Immunohistochemistry

Mice with established flank tumors from each treatment arm (1)-(4) above were sacrificed; for arms (3) and (4) in which radiation was a component of therapy, mice were sacrificed 1 hour after the first radiation delivery. Tumors were harvested, fixed in 10% formalin for 3 days, then transferred to PBS, fixed in paraffin, and sectioned by the Johns Hopkins Tissue Core Facility. Sections were stained for Ki67 (Abcam) as previously described using immunohistochemistry (IHC). The number of positively staining foci were counted and compared for at least 5 randomly chosen high power fields per tumor.

Statistics

Error bars included in graphical figures represent standard deviation (SD) unless otherwise specified.
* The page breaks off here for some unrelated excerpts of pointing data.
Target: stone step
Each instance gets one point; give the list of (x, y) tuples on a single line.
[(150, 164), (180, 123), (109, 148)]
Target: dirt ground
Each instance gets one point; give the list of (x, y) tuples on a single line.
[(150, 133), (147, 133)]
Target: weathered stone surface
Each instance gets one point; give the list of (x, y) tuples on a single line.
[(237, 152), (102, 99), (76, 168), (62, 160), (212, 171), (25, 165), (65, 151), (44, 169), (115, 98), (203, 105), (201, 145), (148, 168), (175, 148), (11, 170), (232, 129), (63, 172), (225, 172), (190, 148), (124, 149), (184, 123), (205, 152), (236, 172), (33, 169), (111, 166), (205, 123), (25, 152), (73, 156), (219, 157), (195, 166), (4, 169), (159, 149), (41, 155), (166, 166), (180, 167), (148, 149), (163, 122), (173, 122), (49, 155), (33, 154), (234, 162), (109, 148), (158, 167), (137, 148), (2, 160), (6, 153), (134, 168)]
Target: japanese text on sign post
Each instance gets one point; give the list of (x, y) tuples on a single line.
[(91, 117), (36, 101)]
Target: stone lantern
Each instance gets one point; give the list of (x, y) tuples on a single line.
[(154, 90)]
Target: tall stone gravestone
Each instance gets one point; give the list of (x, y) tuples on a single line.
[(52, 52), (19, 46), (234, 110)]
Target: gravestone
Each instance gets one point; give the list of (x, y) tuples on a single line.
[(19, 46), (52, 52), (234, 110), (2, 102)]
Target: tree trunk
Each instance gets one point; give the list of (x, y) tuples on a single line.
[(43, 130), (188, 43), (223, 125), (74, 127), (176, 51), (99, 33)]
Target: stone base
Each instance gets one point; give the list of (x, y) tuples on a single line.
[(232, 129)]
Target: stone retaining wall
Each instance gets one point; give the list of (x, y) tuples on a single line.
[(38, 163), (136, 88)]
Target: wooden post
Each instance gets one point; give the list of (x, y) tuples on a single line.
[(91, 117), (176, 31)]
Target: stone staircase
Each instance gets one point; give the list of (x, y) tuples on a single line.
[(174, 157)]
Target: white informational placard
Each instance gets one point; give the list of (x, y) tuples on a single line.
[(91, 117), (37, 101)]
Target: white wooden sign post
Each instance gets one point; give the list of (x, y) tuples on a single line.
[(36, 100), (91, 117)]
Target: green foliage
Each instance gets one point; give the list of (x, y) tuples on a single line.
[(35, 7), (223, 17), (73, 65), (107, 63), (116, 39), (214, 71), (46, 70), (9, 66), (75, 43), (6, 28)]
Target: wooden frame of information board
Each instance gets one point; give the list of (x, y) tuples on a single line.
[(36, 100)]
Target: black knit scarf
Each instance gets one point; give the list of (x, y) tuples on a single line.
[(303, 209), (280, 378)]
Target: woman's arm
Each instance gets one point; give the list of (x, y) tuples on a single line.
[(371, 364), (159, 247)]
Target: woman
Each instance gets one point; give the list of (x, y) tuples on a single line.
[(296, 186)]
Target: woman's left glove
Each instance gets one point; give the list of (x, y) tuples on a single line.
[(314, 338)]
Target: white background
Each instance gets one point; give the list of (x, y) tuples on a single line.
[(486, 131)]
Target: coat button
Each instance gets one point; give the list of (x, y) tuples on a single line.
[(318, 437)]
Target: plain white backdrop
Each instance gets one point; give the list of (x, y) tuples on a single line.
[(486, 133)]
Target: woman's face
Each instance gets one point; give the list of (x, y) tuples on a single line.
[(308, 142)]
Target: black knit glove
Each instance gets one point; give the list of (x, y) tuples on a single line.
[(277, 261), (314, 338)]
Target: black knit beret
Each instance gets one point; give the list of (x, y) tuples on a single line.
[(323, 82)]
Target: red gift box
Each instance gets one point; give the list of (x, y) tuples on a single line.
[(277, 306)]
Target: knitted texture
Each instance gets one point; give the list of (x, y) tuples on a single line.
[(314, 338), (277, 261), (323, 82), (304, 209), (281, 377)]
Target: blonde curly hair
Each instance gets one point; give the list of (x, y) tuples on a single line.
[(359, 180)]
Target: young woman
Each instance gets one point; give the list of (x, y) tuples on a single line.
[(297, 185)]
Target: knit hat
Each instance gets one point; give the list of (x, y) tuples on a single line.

Two-tailed unpaired Student's t-test was used to compare cell cycle analysis, and Ki67 immunohistochemistry results between treatment arms. Fisher's exact test was used to compare γH2AX foci results between treatment arms. Clonogenic survival curves were fitted with a linear quadratic model using Microsoft Excel using a least squares fit, weighted to minimize the relative distances squared, and compared using the extra-sum of squares F test. Mean inactivation doses were determined using the method of Fertil and enhancement ratios calculated as the ratio of the mean inactivation dose for control vs. drug-treated arms as described by Morgan. A value significantly >1 indicates radiosensitization. Tumor growth delay assay results were compared by 2 distinct methods: (1) by using the log-rank test to compare median quadrupling times after creating a Kaplan-Meier plot using quadrupling in volume as the event of interest; and (2) by comparing quadrupling times between all tumors in 2 arms using the Mann-Whitney U test. A p-value of ≤0 .01 for 2-sided tests was considered significant.